The Honor Council placed eight students on disciplinary probation, removed two students from leadership roles on campus and required one student to complete an alcohol education program. In one case, the Honor Council suspended a student with multiple infractions.
Suspensions and probation usually last one semester while removals from leadership vary. Suspensions, probation and removals from leadership are almost always temporary.
Only cases involving illegal activity and potential harm to the King’s community are immediately elevated to the council. Third offenses, which require a meeting with Leedy, are passed to the council as Leedy deems necessary.
The Honor Council consists of four students, one staff member and one faculty member for each hearing. The pool of representatives include: Jessica Lee (SBA), Ali Lane (SBA), Natalie Nakamura (Barton), Catherine Allen (QE1), Kristen Lee (ten Boom), Katie Darby (Thatcher), Tia Brown (Truth), Rosie Jonker (Truth), Burk Ohbayashi (Bonhoeffer), Jonathan Sheaffer (Churchill), Mike Medeiros (Lewis), Dan Woerner (staff), Christina Rogers (staff), Shelli Cline (staff), Dru Johnson (faculty) and Noel Rabinowitz (faculty). Adam Brill and Alex Ige (both Reagan) were recently added to the pool.

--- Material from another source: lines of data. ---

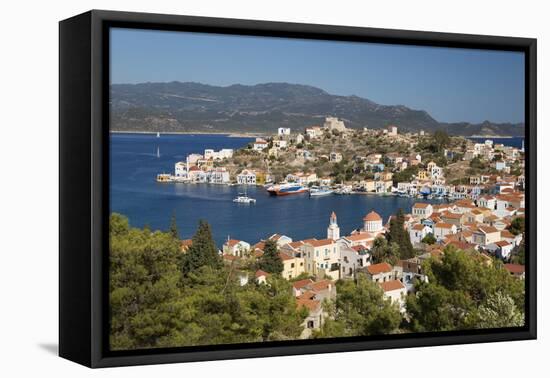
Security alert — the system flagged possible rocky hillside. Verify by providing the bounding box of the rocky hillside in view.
[110,82,523,135]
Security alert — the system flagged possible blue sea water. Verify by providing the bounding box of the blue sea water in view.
[468,137,525,148]
[110,134,444,246]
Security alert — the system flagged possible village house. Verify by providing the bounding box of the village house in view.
[323,117,346,131]
[379,280,407,313]
[252,138,268,152]
[328,152,342,163]
[434,222,457,241]
[222,239,250,257]
[472,225,500,247]
[360,262,398,282]
[504,264,525,280]
[300,239,340,279]
[277,127,290,136]
[237,169,256,185]
[279,252,305,280]
[409,223,432,245]
[412,202,433,219]
[485,240,514,260]
[339,242,371,278]
[305,126,323,139]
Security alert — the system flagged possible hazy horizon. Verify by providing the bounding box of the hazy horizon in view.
[111,28,525,124]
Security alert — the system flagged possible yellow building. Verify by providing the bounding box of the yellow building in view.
[279,253,305,280]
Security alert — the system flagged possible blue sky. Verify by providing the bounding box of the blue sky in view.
[111,29,525,123]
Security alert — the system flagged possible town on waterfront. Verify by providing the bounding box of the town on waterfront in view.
[109,26,528,350]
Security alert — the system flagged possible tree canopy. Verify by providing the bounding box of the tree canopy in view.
[407,247,525,332]
[110,214,306,350]
[258,239,284,274]
[315,275,401,337]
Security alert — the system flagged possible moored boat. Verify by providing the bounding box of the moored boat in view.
[267,183,309,196]
[309,186,334,197]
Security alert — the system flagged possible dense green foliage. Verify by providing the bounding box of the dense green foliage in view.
[422,232,437,245]
[407,247,525,332]
[110,214,306,350]
[370,237,399,265]
[315,275,401,337]
[386,209,415,260]
[508,217,525,235]
[182,220,222,274]
[258,240,284,274]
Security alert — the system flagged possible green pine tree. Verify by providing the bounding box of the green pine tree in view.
[182,220,222,274]
[258,240,284,274]
[169,212,180,240]
[387,209,414,259]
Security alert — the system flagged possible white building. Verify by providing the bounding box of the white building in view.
[252,138,268,152]
[409,223,432,245]
[363,210,383,234]
[277,127,290,136]
[434,222,457,241]
[237,169,256,185]
[412,202,433,219]
[323,117,346,131]
[206,168,229,184]
[327,211,340,240]
[204,148,233,160]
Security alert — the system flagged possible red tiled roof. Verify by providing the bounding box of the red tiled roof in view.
[380,280,405,291]
[413,202,430,209]
[292,278,313,290]
[363,210,382,222]
[504,264,525,274]
[296,298,321,311]
[255,269,269,278]
[225,239,240,247]
[279,252,294,261]
[305,239,334,247]
[367,263,392,275]
[310,280,333,291]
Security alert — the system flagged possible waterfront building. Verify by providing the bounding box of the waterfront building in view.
[279,252,305,280]
[174,161,189,180]
[409,223,432,245]
[222,237,250,257]
[300,239,340,279]
[434,222,457,241]
[412,202,433,219]
[338,239,371,278]
[206,167,230,184]
[327,211,340,240]
[237,169,256,185]
[363,210,383,234]
[204,148,233,160]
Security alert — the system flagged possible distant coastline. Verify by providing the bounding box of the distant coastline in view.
[109,130,266,138]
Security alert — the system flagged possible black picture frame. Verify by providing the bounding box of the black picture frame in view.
[59,10,537,368]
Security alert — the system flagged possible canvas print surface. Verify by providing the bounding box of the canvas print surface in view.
[109,28,526,351]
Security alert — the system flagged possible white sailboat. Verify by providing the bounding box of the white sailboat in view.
[233,186,256,204]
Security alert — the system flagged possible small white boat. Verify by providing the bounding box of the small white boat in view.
[309,186,334,197]
[233,195,256,203]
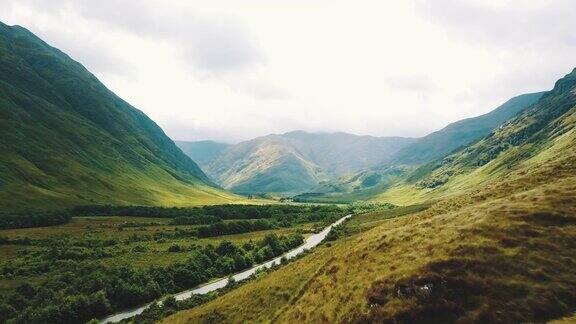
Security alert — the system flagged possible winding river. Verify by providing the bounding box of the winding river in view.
[102,215,352,323]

Katie Darby (’12) attended two cases last semester and debated on the council for hours on one of those cases.
“It’s not fun,” she said. “You have to see [the accused student] again, and they know that you made those results.”
Darby hopes students trust the Honor Council is not “out to get them.” She says the rulings may seem harsh, but students do not get to hear the deliberations or prayers behind their ruling.
“We’re the reality that there’s consequences behind not following the Honor Code,” Darby said. “But we don’t want to just assign consequences. We want to see people improve. We’re really trying to come beside people and lift them up … and do what it takes to see that person better themselves."
The second part of the Honor Code, to confront peers in the wrong, is what Vice President of Student Development Eric Bennett calls "the most important part."
"If you don't get that piece, you won't have the strength to change society," Bennett said. He argues that friends should be the easiest to confront, while confronting future co-workers and bosses will require greater integrity.
Bennett believes the changes Student Development have made to the honor system this year have successfully increased honor in the King's community. Those changes include House discussions of honor, letters explaining honor to incoming students and increasing the proportion of students on the Honor Council.
"Thinking about honor has moved out from Student Development to other areas of the college," Bennett said.
Director of Spiritual Life Ray East sees a correlation between honor and spiritual life and believes both have slowly and steadily grown over the past three years.
East draws a distinction between cultural Christianity and Biblical discipleship. According to East, cultural Christianity is a mindset of the right doctrine, church and actions in order to live comfortably. Biblical discipleship is learning over a lifetime how to put God first and at the center of one’s life.
“Biblical discipleship is not, ‘What do I have to do?’ but, ‘What do I get to do?’” East said. “As that mentality takes root, we’ll shoot honor through the roof.”